Het initiële mechanisme Lokale afschuiving door golfaanval (ZAF) wordt beoordeeld met een empirische relatie die grote overeenkomsten vertoont met een vergelijking die volgt uit een evenwichtsrelatie van het totale bekledingspakket.
De belasting ( Hs ) gedeeld door de sommatie van bekledingsdikte maal de relatieve dichtheid wordt vergeleken met een factor maal de cosinus uit de taludhelling.
Voor het initiële mechanisme Materiaaltransport vanuit de granulaire laag (ZMG) wordt bij een open toplaag in essentie de geometrische dichtheid van de toplaag voor het filtermateriaal beoordeeld. De karakteristieke korreldiameter van de granulaire laag dient groter te zijn dan het maximum van spleetbreedte en eventuele gaten in de toplaag. Wordt niet voldaan aan die geometrische eis, dan wordt nog een erosiediepte in de gaten berekend om te beoordelen of er sprake is van een voldoende dynamisch evenwicht.
Voor het initiële mechanisme Materiaaltransport vanuit de ondergrond (ZMO) zijn diverse modellen beschikbaar die worden gebruikt afhankelijk voor de verschillende situaties: dunne/dikke filterlaag; wel/niet een geotextiel; ondergrond zand of klei. Voor diverse situaties wordt de met de leklengte-theorie berekende verhangen in de filterlaag vergeleken met het kritische verhang. Het kritische verhang is steeds afhankelijk van de korreldiameter van de ondergrond.
Voor het initiële mechanisme Toplaaginstabiliteit onder langsstroming (ZTS) wordt geen gedetailleerde toets uitgevoerd. Als dit mechanisme mogelijk relevant is, moet een Toets op maat worden uitgevoerd.

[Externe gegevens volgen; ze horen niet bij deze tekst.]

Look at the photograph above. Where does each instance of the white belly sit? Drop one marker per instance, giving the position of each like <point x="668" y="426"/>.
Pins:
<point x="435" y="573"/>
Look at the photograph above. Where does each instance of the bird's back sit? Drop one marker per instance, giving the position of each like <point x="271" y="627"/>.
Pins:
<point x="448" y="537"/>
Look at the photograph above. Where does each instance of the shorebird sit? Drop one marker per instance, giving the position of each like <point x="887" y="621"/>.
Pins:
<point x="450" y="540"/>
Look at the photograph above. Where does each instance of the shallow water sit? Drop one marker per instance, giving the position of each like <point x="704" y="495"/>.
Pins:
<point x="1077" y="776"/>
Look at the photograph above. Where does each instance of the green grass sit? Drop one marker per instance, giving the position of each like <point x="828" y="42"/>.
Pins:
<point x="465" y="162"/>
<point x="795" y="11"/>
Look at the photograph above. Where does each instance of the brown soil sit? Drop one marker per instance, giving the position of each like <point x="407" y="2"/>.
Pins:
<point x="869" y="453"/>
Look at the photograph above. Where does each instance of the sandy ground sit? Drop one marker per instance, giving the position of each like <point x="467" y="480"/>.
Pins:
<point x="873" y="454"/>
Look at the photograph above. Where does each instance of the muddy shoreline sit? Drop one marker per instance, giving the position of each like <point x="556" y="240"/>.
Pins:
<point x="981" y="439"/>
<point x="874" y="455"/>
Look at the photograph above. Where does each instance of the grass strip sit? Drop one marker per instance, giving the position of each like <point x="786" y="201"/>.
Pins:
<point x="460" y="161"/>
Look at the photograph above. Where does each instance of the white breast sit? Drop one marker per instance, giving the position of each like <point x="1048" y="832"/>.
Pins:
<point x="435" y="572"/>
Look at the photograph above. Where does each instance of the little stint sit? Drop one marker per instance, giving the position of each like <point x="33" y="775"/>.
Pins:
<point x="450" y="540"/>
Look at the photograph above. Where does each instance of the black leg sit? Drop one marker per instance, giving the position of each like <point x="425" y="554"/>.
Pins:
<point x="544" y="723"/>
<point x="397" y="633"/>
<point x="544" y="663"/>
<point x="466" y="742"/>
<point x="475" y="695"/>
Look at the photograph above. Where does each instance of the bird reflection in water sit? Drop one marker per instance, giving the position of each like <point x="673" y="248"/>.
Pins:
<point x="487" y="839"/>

Voor het initiële mechanisme Toplaaginstabiliteit onder golfaanval (ZTG) wordt voor de meest voorkomende bekledingen gebruik gemaakt van een model dat voor de belasting gebaseerd is op de leklengte-theorie. De waterdrukken op het talud ten gevolge van golfbelastingen op het talud worden met de leklengte-theorie omgerekend naar verschildrukken over de toplaag. Als het om een niet-geklemde zetting gaat bestaat de sterkte in hoofdzaak uit het gewicht van de zettingselementen (los blok) Is er wel sprake van klemming in de toplaag, dan wordt het gewicht vermeerderd met de boogwerking in de toplaag. De evenwichtsvergelijking loodrecht op het talud bepaalt of de sterkte afdoende is om de belasting te dragen.